Tomorrow, my workshop begins. The department has kindly been flexible to create a shorter but more intensive role for me, with a nifty title: “Super Tutor.”
What’s that? Beats me: you won’t find “Super Tutor” among faculty job descriptions. Even Google yields a paltry 7,370 hits. And I didn’t see any with journalism in mind.
So, my visionary boss at HKBU, Huang Yu, is allowing me to carve my own path. What a challenge it will be: 77 graduate students. My assignment is to provide journalistic guidance to each student. Three times. Over a six-week period. Not individually, mind you. That schedule would drive a man batty.
Instead, they’re broken into 16 groups of five, with a few quartets. For the mathematically oriented, that works out to meeting eight different teams one week, for 90 minutes a pop, then the second eight the next week. Rotate weeks until Oct. 25. With a couple of lectures for the entire community mixed in. (Then, back to my family in Slovakia.)

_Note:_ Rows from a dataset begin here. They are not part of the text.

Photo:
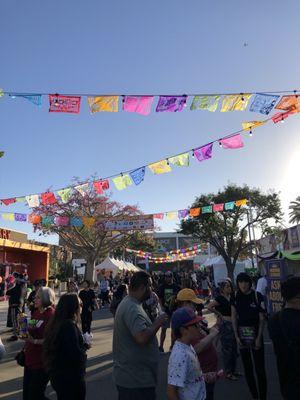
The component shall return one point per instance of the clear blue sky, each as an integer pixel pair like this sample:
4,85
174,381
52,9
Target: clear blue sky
168,47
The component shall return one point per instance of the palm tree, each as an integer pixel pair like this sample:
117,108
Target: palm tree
295,211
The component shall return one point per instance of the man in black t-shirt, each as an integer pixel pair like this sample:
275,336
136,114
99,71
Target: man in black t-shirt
167,294
284,330
88,298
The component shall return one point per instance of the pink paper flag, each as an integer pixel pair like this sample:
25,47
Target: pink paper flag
204,152
218,207
68,104
138,104
233,142
279,117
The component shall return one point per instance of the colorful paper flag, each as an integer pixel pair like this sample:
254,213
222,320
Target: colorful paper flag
7,202
289,103
122,181
20,199
48,198
209,103
8,216
103,104
229,206
100,186
247,126
33,200
76,221
62,221
218,207
35,99
34,219
82,189
171,103
280,117
183,213
195,212
20,217
206,209
264,103
204,152
232,142
242,202
182,160
138,104
138,175
65,194
88,221
66,104
160,167
48,220
171,215
235,102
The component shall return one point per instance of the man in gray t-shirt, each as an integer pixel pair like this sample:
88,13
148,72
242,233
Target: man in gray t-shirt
135,347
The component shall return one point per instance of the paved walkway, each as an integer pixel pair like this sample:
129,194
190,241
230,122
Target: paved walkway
100,385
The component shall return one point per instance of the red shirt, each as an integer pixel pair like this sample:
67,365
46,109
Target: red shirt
34,352
208,358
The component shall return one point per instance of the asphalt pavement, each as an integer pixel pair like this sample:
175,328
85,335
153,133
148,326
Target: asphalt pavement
100,385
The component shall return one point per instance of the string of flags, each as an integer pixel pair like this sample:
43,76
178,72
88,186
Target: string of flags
184,250
262,103
62,220
136,176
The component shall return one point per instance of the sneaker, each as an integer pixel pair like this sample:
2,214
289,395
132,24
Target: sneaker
12,338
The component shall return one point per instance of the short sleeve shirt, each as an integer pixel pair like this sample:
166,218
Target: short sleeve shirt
185,373
135,365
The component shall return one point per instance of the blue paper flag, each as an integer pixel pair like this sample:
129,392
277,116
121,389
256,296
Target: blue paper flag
36,99
138,175
264,103
76,221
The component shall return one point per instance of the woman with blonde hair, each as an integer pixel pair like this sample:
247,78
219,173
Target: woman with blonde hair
35,377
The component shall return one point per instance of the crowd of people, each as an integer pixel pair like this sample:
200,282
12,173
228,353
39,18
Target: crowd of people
58,334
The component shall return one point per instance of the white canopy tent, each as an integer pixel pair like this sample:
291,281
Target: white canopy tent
220,270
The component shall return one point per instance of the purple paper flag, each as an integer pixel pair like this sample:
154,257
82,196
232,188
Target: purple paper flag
233,142
20,217
171,103
183,213
204,152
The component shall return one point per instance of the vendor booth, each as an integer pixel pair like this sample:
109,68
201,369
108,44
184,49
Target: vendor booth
18,254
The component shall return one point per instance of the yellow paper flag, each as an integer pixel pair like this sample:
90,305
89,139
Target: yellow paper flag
103,103
171,215
160,167
252,124
235,102
240,203
8,216
122,182
183,160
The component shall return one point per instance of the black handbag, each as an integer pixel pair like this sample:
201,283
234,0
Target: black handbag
20,358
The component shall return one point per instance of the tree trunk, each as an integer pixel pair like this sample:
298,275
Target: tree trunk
89,270
230,270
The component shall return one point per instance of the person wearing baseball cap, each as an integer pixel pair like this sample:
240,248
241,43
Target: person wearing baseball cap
185,378
204,343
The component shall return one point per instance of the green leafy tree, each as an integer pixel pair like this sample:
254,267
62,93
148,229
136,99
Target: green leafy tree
92,243
227,231
295,211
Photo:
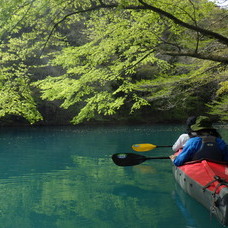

I could do what I did last year, when I was one of many tutors. I met with two slightly larger groups – with 6-7 students each – three times apiece. Total: 6 tutorials. This time, 48 tutorials.
Last year, the tutorial criteria: discuss whatever they want to, as long as it’s journalism-related. Lots of latitude, but limited to conversation. After all, each of the students already had me every week for my foreign-reporting course, for the whole semester. Tutorials were just something “extra.”
This time, I want more. This is the only chance I have to get to know them. So, I’ll fashion myself into a “Journalism Coach.” What better way to connect with them than through their work, nudging them in the right direction with their reporting and writing?
Tomorrow, I hold my first two tutorials. My game plan is … to first introduce ourselves, because that should break the ice for the touchiest of challenges: public critique of their work. (Since I’ll be in the spotlight, under the scrutiny of five young adults, I’d better do so gently, but firmly.)
Then, coach them toward better blogging for the class taught by my colleague, Robin Ewing. On the eve of this teaching experiment, I’m very curious to see what they produce. For the Internet time capsule, my own blogging project will be to chronicle their progress.